When I first started the business back in 2004, I heard a number of people saying, “This lady will not sustain in this field for six months!” It is now 12 years later, and I am, with God’s will, expanding beyond Bahraini borders. I have plans to be present in all GCC countries. Yes, unfortunately—some people do hold negative stereotypes with regard to gender. However, I strongly believe that it is not about gender. It is about how much faith you have in yourself, and your own ambition and willingness to succeed.
Could you tell us more about how Tamkeen has supported you throughout your journey?
I have benefited from Tamkeen programs, and they did help me to overcome a number of challenges. A lot of people do not understand what Tamkeen can offer, and this is mainly due to a lack of information about their programs and goals. Tamkeen initiatives and support are unique.

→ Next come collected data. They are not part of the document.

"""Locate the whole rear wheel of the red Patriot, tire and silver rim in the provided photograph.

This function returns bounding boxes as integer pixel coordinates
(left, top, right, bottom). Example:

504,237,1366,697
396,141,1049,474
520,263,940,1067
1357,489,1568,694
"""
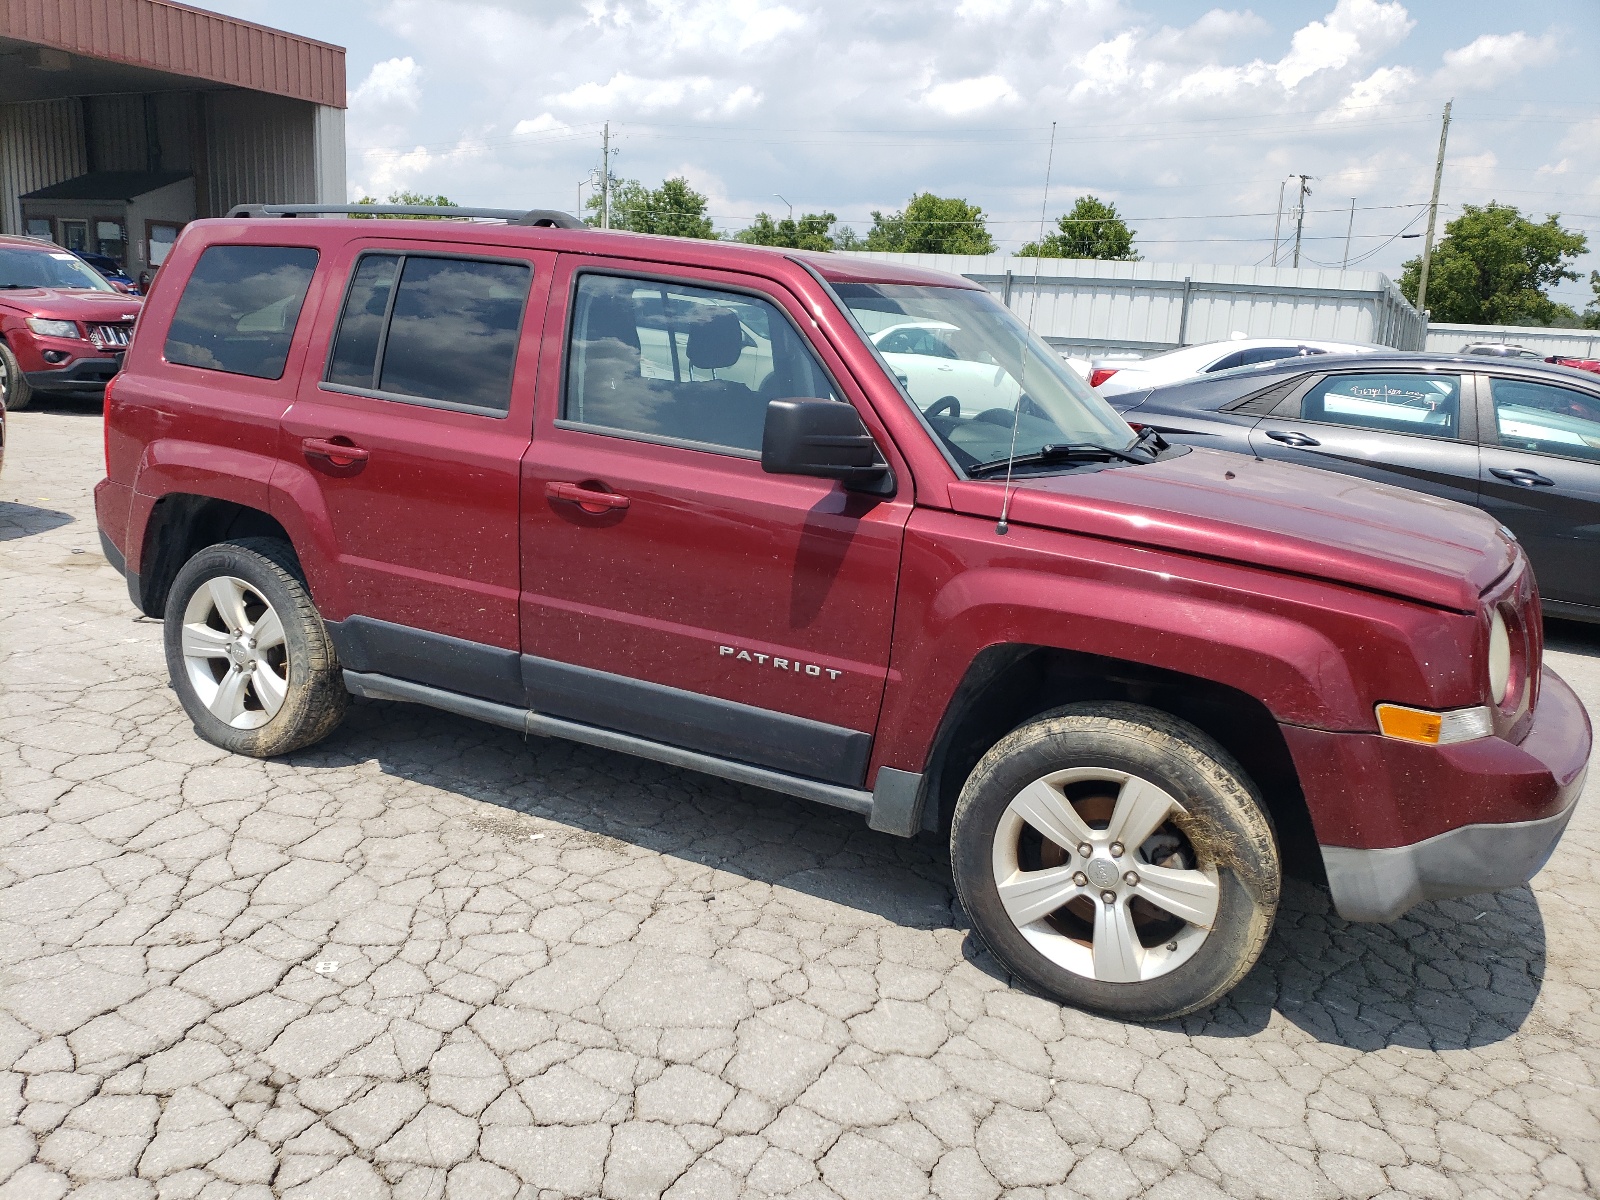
165,538,350,758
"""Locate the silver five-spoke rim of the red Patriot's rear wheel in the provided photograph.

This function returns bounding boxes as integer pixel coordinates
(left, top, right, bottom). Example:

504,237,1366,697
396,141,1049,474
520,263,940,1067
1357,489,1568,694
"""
182,576,290,730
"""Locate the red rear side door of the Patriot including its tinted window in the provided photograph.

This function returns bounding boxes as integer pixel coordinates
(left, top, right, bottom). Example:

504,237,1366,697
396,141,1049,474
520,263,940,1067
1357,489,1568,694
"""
284,237,555,706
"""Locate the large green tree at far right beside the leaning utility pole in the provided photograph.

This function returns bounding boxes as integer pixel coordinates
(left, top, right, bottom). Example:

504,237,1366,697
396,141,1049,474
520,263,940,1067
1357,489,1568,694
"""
1400,200,1589,325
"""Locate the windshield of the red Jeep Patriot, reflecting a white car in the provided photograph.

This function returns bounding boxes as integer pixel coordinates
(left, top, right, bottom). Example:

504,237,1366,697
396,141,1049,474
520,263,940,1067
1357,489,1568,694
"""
834,283,1147,477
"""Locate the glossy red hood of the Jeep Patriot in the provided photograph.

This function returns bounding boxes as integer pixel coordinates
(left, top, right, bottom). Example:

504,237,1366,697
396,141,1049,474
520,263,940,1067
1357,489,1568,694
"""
949,450,1517,613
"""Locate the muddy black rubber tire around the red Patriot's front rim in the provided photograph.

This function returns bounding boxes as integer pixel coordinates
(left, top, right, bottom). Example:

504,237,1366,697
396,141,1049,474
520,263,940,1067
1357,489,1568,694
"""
950,702,1282,1021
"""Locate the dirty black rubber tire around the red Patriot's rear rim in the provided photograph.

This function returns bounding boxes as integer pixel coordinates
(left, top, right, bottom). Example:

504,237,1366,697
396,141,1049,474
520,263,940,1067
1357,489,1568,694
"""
163,538,350,758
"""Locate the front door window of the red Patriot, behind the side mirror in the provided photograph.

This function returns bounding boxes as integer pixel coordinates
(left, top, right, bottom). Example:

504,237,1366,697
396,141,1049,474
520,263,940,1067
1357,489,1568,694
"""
563,275,838,453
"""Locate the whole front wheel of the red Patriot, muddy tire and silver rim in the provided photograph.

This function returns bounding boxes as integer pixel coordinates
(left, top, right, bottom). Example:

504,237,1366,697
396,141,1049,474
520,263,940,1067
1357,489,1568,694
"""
950,704,1282,1021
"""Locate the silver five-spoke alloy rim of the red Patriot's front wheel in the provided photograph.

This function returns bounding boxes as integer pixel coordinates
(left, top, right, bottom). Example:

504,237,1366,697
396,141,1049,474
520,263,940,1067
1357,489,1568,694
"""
992,766,1221,984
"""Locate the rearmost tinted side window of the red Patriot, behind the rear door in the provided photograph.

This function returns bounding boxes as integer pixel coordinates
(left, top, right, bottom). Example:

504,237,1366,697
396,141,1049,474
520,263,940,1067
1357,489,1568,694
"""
165,246,317,379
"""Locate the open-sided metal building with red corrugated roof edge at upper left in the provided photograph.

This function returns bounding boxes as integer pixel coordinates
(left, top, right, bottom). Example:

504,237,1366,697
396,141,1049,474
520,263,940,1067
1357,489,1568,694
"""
0,0,346,277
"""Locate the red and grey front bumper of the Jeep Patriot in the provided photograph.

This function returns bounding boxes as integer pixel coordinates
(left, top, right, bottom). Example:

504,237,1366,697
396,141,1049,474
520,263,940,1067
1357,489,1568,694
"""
1285,669,1592,922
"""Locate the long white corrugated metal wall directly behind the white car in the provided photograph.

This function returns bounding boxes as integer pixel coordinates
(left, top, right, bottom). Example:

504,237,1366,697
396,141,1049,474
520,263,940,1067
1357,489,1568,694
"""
861,253,1422,352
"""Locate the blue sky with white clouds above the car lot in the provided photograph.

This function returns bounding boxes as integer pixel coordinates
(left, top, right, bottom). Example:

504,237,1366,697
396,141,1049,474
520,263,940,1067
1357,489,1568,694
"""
205,0,1600,306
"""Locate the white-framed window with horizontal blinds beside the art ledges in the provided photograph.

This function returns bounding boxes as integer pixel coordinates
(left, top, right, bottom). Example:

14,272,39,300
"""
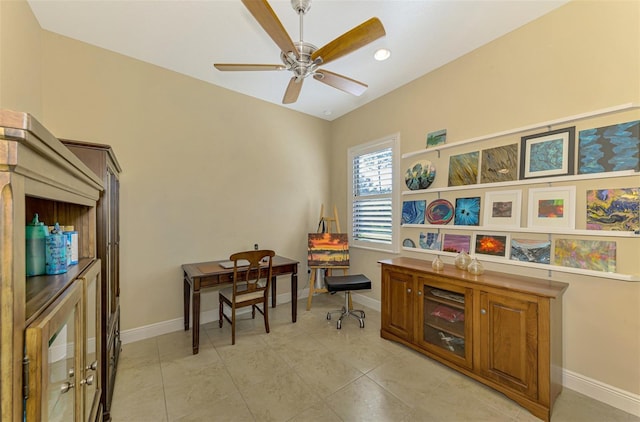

They can definitely make a difference for developing businesses and the country’s economy, if they are executed properly.
How did you manage to expand beyond Bahrain? Was that an easy decision to make?
Nothing is easy in business—but once you work hard toward your goal and have a clear and focused strategy, everything becomes possible. We take our business seriously, and I do a lot of research and planning prior to executing any project outside of Bahrain. I have had two very successful experiences: in Saudi Arabia and Qatar. I now have two branches in Saudi (Riyadh and Khobar) and one branch in Doha, in addition to the main branch in Bahrain.
What kind of effort does it require to manage several branches within the region?
First and foremost, a clear strategy and business plan; and secondly, robust departments of accounting and inventory. For these, you will require the right manpower and the right premises. I look at all of our branches as distribution arms. You need all it takes to manage a distribution business—just like any other business such as supermarkets, food chains, etc.
Where do you see your business heading in the future?
I am planning to expand further in the production and export business through our company, First Choice. Horse Pride will remain as our retail and distribution business. We intend to expand with further branches, mainly in Saudi Arabia and Kuwait, over the next two years.
CREATIVITY AND DIFFERENTIATION ARE THE KEY WORDS TO SUSTAIN A BUSINESS IN BAHRAIN, AND THIS IS A VERY DIFFICULT TASK.
What would you tell entrepreneurs who are aiming to expand their business abroad?
I highly encourage entrepreneurs to look at opportunities beyond the Bahraini market. Bahrain’s market is small, and it is congested with almost every business you can think of. Creativity and differentiation are the key words to sustain a business in Bahrain, and this is a very difficult task. There are still good opportunities in adjacent markets that we can benefit from. The GCC market will eventually become borderless; and starting now is certainly better than starting later.